There is a happy ending to this story and that is all that matters. I feel so blessed today because ten years later in the Santo Doming temple I received my answer when I asked Heavenly Father where are thou?  and DO YOU STILL LOVE ME? His answer came when I had a very special experience at the temple the other day. I am a temple worker there on Thursday mornings and my assignment was to be at the foot of the stairs to motion people coming down the stairs where to change.  This experience confirmed me how much God loves me. it's an experience I will never forget! As the missionaries from the MTC who attend the temple on Thursdays were coming down from the stairs I felt this indescribable feeling as if I was floating from the immense feeling of happiness and pure joy as they were coming down like if those were true angels as I have never felt before, it was pure heaven. I felt as if we were all there in heaven.  It was like my heavenly father was saying to me. Here I am to tell you that I love you! I felt his embrace that only God can give, my body was shaking from this amazing feeling, and tears were running down my face. I could almost touch him. It was a testimony that I can't ever deny the fact that I felt of God's love and I was assured that  he loves me in a way I have never felt before. I also learned that the trials in life have nothing to do with how much he loves me. As a matter of fact I was made known that he loves everyone one the same. He has no favorites. I also felt a sense of love for all those people there in the temple like I wanted to go hug all those angels and say, to them with a pure honest heart. I love you!

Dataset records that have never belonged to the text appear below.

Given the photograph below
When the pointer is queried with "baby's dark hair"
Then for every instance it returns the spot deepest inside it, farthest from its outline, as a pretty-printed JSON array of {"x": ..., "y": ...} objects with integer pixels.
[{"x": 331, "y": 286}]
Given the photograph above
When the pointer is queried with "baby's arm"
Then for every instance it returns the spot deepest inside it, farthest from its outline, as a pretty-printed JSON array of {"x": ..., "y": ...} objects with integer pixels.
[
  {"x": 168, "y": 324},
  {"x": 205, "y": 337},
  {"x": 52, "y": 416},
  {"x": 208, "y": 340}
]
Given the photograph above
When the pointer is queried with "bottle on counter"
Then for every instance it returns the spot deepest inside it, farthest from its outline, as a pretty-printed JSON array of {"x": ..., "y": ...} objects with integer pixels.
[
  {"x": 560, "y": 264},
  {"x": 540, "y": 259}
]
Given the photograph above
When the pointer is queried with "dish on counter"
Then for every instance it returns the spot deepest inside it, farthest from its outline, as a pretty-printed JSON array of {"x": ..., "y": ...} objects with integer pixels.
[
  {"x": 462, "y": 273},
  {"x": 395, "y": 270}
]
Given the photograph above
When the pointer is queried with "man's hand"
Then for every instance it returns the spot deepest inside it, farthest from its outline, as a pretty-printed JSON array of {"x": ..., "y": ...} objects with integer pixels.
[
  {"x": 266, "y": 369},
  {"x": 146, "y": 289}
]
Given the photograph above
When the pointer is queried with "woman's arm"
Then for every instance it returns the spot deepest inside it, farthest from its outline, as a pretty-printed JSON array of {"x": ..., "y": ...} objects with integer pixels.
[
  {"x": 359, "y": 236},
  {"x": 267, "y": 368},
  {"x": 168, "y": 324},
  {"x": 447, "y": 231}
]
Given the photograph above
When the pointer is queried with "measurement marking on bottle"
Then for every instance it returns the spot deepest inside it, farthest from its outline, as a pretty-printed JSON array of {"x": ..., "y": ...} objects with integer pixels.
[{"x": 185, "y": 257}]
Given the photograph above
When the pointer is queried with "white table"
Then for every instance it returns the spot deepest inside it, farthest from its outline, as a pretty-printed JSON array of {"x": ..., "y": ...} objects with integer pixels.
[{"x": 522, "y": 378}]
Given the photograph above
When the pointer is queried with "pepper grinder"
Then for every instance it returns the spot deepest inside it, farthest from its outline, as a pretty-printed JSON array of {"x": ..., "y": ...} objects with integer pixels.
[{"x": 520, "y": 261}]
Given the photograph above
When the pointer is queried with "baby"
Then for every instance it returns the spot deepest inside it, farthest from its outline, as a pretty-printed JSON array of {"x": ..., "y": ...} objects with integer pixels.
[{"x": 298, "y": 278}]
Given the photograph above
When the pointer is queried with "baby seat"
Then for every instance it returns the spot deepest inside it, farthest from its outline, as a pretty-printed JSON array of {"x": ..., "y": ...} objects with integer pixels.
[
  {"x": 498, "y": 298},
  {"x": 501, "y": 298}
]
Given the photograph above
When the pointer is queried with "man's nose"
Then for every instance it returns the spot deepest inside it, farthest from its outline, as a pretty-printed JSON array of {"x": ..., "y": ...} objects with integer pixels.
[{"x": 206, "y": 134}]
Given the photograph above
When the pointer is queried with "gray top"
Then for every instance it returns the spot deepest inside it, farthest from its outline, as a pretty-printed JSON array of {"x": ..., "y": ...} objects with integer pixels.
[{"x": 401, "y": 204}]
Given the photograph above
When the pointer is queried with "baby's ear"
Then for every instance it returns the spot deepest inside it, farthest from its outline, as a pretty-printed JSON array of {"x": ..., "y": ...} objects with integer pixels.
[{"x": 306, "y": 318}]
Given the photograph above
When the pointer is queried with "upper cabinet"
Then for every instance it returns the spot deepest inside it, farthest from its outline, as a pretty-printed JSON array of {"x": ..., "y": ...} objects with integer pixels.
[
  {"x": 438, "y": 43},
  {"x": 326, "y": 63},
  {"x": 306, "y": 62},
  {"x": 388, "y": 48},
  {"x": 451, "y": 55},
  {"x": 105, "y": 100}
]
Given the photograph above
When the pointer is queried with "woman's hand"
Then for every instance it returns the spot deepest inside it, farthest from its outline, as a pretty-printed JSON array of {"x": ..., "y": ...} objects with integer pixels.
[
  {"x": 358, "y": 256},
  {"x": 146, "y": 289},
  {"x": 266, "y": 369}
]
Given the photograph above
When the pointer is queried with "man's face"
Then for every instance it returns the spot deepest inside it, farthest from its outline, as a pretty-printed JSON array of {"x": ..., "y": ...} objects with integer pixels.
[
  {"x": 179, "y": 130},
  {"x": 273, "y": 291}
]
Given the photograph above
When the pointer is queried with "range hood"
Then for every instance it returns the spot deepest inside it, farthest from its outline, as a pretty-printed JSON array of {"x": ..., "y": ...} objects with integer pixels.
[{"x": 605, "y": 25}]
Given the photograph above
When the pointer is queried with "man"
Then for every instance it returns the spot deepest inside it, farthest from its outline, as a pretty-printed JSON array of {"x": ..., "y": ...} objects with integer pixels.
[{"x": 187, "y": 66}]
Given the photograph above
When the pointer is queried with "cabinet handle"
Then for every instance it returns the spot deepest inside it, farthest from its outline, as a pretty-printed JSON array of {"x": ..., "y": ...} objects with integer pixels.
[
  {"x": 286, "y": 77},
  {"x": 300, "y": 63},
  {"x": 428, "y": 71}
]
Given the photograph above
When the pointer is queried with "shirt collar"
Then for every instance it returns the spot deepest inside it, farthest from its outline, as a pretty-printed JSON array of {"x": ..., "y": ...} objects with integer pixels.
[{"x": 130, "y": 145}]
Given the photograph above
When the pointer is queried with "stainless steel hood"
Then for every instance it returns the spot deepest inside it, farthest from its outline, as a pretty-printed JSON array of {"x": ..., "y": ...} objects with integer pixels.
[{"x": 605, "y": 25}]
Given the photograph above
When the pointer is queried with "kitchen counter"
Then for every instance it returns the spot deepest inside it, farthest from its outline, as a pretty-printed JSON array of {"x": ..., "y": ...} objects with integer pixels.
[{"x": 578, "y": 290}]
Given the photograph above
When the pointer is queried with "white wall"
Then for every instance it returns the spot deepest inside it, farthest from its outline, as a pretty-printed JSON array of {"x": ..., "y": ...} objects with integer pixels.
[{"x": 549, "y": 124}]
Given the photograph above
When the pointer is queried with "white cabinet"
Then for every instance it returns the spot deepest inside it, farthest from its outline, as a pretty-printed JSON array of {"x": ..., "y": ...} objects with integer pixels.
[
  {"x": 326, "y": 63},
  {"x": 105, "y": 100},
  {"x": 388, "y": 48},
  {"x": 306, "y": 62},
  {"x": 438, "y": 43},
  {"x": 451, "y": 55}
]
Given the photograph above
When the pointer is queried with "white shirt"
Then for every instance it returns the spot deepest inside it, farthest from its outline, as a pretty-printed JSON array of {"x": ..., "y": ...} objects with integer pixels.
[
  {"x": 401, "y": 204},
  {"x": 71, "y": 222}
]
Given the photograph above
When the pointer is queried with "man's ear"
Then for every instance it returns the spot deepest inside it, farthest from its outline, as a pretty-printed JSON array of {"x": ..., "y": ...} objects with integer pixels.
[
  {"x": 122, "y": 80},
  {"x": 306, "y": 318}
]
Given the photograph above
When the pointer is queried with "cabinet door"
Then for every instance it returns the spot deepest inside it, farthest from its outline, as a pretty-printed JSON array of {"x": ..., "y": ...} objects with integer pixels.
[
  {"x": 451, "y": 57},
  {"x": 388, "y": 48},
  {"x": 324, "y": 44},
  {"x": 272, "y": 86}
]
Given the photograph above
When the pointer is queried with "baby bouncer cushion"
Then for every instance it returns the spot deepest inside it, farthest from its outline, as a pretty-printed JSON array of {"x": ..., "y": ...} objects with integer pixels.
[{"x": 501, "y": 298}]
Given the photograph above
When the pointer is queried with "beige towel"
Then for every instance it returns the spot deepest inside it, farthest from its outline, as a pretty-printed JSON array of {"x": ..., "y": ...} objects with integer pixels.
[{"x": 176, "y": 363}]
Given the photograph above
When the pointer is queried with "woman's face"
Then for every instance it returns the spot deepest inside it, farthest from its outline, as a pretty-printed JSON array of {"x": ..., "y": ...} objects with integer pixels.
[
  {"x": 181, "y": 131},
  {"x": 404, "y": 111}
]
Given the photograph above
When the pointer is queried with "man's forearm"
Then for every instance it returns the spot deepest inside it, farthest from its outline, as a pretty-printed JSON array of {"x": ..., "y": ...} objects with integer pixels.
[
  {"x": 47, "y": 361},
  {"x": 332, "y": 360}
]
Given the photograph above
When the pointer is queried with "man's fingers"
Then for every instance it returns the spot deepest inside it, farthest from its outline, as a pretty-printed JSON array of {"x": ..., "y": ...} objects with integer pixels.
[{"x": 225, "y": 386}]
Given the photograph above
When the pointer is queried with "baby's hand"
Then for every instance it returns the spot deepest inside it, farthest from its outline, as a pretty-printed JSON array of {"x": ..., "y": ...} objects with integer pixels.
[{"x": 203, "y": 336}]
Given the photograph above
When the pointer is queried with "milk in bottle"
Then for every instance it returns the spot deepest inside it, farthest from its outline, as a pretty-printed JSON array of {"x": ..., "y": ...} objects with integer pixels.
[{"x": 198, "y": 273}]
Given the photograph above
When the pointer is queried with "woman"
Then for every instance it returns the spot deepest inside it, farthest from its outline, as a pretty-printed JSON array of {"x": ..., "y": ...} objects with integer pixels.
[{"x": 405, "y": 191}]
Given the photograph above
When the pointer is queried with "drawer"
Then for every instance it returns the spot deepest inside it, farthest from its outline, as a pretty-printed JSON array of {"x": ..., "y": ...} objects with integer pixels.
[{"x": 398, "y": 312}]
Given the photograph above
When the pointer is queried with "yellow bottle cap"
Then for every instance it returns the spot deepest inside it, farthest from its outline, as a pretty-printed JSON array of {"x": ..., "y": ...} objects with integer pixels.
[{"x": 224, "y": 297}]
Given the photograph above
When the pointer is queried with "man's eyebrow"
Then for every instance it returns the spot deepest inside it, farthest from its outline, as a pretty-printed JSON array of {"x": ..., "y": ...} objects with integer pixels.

Last Thursday the temple was open since Thanksgiving is not celebrated in the D R and again I went to the temple that morning as usual but this time with a very thankful heart. I understood the meaning of God's love and that is the most precious thing to me now. As we went around the dinner table on thanksgiving that evening to tell others what we are thankful for, this is secretly what I am truly thankful for but it was not the opportune time to reveal it so I said something to the effect that I am grateful for  the Holiday itself because there is no other country who sets a day apart to give thanks.  But for the record and this is why I got it written, I am thankful for my Heavenly Father's love! over all!!